We hashed it out – he came around and apologised saying he was actually mad at himself and the anger came out projected towards me which was unfair and mean. He also admitted he lied to me when I caught him the first time, as he had actually been taking them for more than 6 months! He swore up and down that he would never ever take them again as he knew how much it hurt me. I asked him why after the last time (when we talked about it calmly) he felt like he couldn’t come and talk to me about it, and admit he was struggling with a problem. He said he was embarrassed about it, but that from now on if he ever has a problem he will come to me straight away. I forgave him, and he promised to throw the whole box out.

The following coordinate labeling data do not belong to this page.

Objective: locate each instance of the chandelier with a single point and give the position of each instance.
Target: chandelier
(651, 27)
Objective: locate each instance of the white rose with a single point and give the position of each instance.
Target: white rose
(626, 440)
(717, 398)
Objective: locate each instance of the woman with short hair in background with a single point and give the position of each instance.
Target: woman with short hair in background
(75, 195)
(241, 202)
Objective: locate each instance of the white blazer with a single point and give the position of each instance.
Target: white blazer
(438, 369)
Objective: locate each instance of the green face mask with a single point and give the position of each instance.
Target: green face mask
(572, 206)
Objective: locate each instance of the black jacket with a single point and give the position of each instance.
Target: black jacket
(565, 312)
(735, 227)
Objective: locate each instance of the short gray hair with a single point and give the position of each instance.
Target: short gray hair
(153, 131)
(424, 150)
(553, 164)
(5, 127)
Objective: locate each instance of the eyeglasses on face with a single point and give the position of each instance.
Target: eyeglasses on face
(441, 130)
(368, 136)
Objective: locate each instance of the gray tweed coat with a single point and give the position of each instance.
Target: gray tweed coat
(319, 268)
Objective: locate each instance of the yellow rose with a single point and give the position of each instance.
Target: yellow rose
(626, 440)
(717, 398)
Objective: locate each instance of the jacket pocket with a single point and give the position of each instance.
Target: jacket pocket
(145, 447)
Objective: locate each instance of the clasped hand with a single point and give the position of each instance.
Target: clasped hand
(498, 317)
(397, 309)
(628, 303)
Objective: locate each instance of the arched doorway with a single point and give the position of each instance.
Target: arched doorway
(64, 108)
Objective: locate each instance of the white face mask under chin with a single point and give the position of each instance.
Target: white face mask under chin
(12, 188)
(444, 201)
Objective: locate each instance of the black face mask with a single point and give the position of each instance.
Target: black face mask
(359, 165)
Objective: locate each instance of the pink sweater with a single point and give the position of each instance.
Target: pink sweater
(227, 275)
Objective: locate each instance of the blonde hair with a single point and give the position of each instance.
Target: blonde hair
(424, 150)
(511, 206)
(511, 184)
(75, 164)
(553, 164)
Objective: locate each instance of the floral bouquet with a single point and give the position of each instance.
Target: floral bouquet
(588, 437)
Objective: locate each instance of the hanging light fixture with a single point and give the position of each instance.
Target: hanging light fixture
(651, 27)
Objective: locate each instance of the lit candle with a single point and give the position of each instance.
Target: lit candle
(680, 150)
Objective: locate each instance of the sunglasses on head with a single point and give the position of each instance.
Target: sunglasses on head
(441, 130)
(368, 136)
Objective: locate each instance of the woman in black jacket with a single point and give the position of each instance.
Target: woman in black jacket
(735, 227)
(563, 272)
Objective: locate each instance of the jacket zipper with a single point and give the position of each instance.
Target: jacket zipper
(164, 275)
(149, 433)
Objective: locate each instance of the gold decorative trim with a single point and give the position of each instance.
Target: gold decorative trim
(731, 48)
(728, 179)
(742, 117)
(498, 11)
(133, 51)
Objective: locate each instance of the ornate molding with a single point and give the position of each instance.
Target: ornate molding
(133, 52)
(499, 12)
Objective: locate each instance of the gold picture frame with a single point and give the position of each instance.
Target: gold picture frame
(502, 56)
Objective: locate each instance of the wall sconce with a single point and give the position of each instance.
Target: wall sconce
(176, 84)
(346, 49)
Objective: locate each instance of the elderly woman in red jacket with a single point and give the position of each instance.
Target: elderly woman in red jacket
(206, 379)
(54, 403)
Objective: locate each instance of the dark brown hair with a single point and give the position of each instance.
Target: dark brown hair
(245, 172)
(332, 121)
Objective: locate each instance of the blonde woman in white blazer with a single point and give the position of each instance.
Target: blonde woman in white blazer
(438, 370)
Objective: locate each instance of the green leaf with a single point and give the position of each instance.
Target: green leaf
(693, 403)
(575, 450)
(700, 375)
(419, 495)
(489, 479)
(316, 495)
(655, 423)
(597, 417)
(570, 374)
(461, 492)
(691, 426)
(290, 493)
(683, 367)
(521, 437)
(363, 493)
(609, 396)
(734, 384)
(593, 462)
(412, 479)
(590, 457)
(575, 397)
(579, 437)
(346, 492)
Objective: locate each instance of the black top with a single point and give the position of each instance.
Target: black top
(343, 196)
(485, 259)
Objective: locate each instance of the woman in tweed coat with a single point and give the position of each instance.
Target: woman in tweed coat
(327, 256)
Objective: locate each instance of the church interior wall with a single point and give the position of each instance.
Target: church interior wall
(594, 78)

Fast forward 1 more month. We moved house last weekend, and I was searching high and low for the bolts to put our bed back together. Darling Husband is one of those guys who shoves things anywhere just to get them out of the way. I literally searched everywhere and then thought because they were the last thing he packed, perhaps he put them in the backpack he takes to work? I didn’t find any bed bolts, but guess what I did find … a box of more pills!! I gave him the biggest benefit of the doubt, thinking they could perhaps have been the ones from July which he forgot to throw out and just shoved them in his backpack as he was hurriedly packing (much like he did with the bolts). I never told him about it, because I didn’t want to sound like I was snooping. Last night he asked me to get the keys from out of his backpack (we have fully unpacked everything now). I didn’t know which pocket he kept them in so I checked all of them. I found the keys, and also a box of pills now half empty!
Bees, I seriously don’t know what to do. It’s not even the addiction part that bothers me – I am absolutely devastated that even after we talked about it twice, he still continues to lie to me and hide it.
I don’t really know what to do or say. We’ve talked about it openly twice, and he’s promised me twice that all the cards were out on the table and that he was going to quit for sure. We have such an open and loving relationship, and this seems to be the only sticking point (and it’s a big one!). I thought about suggesting counselling, but I doubt he would ever go for it. My biggest concern is how to approach him with this – as we have a long commute back home together after work. Obviously I’m absolutely fuming and want to scream and yell at him to stop lying to me! On the other hand, I know how embarrassed he is about it and I really do believe that he is trying and this is just one demon that’s winning him over. So I want to be supportive and encouraging so he feels like he can talk to me about it. I’m just absolutely stuck and could use some words of advice/encouragement.